After my sentence, I came to spend the rest of my life in the prison of San Quentin. They put me in the jute-mill[11]. The criminality of wastefulness irritated me. The crime of waste was abhorrent. I rebelled. I tried to show the guards more efficient ways. But I was given the dungeon and the starvation of light and food. And I rebelled again. I was given the dungeon, plus the strait-jacket[12]. I was beaten by the stupid guards.
Two years of this witless persecution I endured. It is terrible for a man to be tied down and gnawed by rats. The stupid guards were rats, and they gnawed my intelligence, gnawed all my nerves and my consciousness. And I, who in my past have been a fighter, in this present life was no fighter at all. I was a farmer, an agriculturist, a professor, a laboratory slave, interested only in the soil and the increase of the productiveness of the soil.
I was not a fighter, but I was a thinker. And I told Warden Atherton[13]:
“It is so absurd, my dear Warden, to think that your guards can shake out of my brain the things that are clear and definite. The whole organization of this prison is stupid. You can’t weave jute. Your loom-rooms are fifty years behind the times.”
I showed him what a fool he was, and as a result he decided that I was a hopeless incorrigible.
Give a dog a bad name… – you know this proverb. Very well. Warden Atherton gave the final sanction to the badness of my name.

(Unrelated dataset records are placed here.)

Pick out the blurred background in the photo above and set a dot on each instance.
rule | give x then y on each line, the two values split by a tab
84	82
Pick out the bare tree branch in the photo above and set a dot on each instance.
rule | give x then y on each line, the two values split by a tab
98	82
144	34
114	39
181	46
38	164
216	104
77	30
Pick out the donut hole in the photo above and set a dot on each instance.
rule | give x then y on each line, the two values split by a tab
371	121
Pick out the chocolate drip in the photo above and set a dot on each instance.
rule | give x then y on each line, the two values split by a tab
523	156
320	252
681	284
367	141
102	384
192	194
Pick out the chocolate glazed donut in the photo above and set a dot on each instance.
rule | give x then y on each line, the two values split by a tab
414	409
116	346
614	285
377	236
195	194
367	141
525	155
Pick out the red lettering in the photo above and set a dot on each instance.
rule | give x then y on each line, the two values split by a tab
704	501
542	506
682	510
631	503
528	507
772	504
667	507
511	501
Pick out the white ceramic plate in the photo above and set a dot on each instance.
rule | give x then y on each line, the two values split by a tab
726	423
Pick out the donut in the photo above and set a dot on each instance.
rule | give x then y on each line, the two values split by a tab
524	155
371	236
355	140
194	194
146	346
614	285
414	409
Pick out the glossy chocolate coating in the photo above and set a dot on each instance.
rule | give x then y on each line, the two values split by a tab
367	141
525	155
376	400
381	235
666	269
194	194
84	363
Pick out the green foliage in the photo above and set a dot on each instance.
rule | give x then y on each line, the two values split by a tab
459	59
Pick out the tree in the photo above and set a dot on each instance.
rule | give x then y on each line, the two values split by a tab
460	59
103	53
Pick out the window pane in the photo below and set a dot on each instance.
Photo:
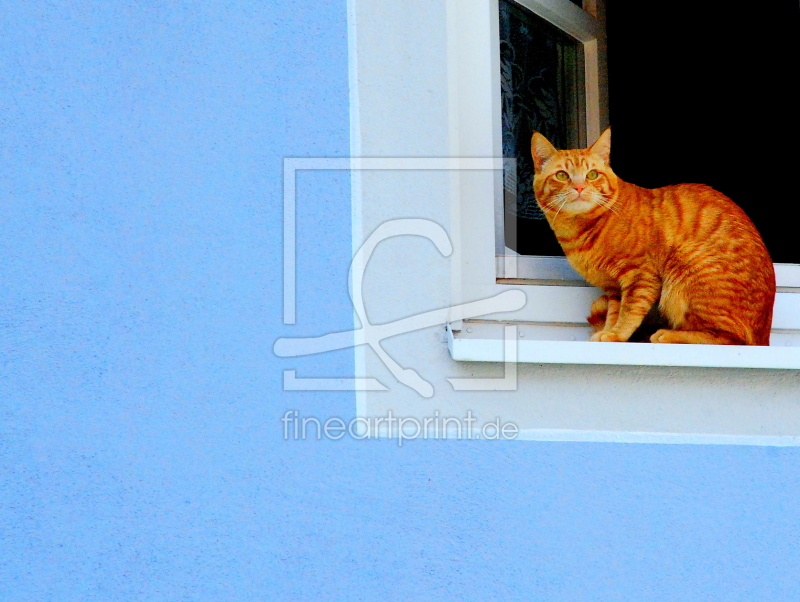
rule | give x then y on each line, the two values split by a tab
542	89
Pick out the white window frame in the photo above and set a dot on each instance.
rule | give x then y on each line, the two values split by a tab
558	299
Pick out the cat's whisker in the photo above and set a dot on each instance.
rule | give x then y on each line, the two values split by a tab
564	202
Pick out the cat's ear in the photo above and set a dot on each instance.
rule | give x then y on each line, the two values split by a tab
602	148
541	151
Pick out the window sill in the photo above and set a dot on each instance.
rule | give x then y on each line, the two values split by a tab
559	344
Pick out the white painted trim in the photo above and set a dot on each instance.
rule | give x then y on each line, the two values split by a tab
530	267
466	349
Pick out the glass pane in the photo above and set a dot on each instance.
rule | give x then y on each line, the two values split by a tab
542	89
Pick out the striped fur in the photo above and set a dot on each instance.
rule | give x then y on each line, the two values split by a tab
687	249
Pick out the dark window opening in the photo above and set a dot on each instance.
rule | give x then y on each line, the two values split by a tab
701	93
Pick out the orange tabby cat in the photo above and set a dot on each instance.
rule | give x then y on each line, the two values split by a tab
688	248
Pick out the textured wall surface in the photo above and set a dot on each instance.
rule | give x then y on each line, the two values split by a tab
141	450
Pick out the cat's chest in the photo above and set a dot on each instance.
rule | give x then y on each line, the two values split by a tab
592	270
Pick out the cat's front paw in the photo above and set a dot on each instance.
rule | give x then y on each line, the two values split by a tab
606	336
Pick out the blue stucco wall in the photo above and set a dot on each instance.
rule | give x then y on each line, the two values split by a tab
141	449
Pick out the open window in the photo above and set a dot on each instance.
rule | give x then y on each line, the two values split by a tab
546	70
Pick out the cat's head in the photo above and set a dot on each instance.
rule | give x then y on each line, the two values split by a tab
572	182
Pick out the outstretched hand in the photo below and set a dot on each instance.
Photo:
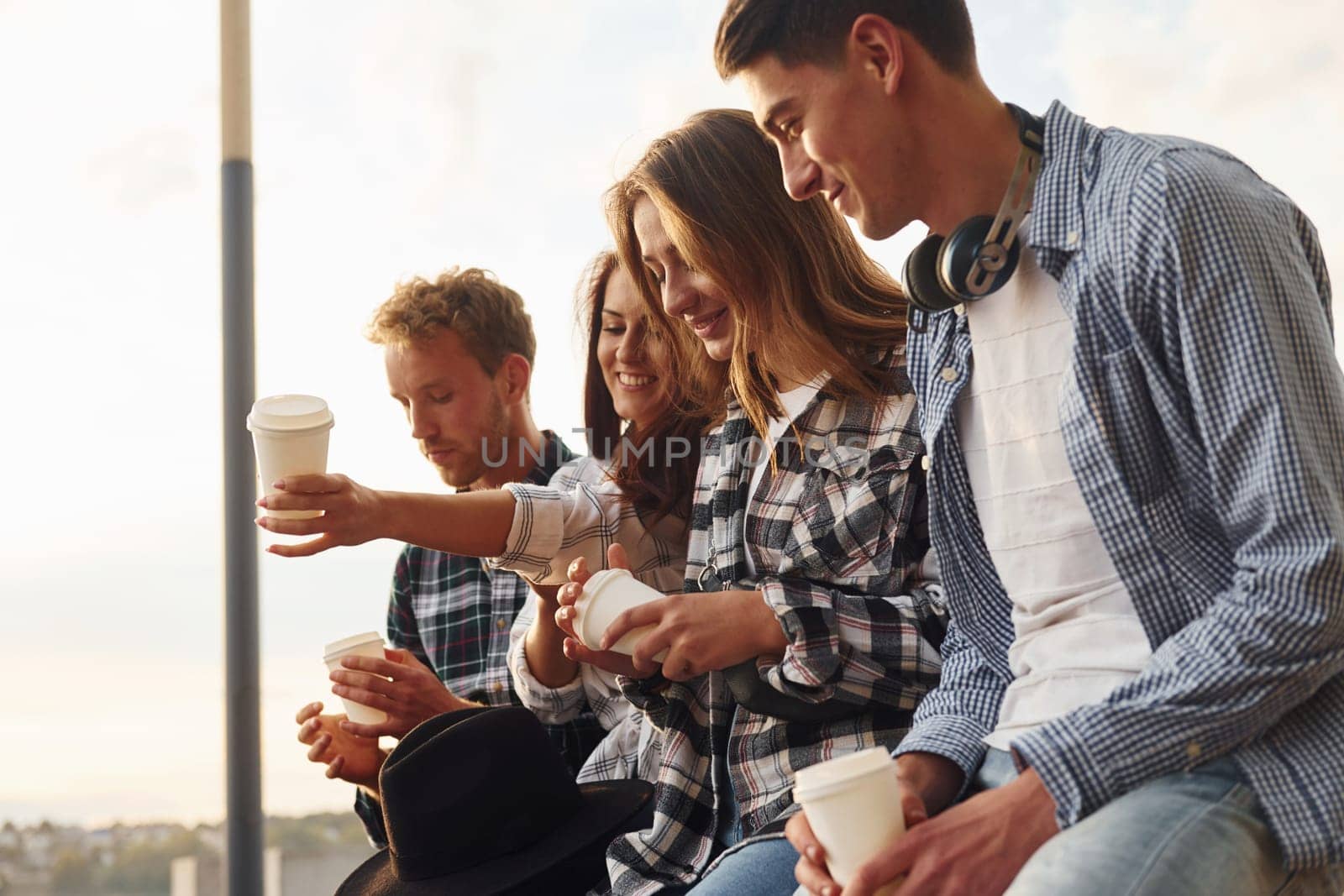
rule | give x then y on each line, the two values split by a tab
698	631
974	846
401	685
346	755
606	660
351	513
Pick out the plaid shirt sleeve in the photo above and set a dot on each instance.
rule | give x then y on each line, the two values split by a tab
853	647
581	513
859	510
553	705
1226	271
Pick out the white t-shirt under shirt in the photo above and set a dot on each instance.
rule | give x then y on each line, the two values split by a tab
1077	636
793	403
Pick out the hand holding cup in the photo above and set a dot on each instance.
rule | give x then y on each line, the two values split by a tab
346	513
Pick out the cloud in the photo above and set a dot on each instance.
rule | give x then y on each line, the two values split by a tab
1263	82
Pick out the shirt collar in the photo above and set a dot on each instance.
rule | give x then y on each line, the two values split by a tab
554	456
1070	152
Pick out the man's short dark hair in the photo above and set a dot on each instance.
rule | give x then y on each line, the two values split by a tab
813	31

Intelligent men are cruel. Stupid men are monstrously cruel. The guards were stupid monsters. Listen, and you will learn what they did to me. There was a poet in the prison, a convict, a degenerate poet. He was a forger. He was a coward. He was a snitcher. This poet-forger’s name was Cecil Winwood[14]. I was the dog that had been given a bad name. Cecil Winwood needed the dogs with bad names, the desperate ones, the incorrigibles.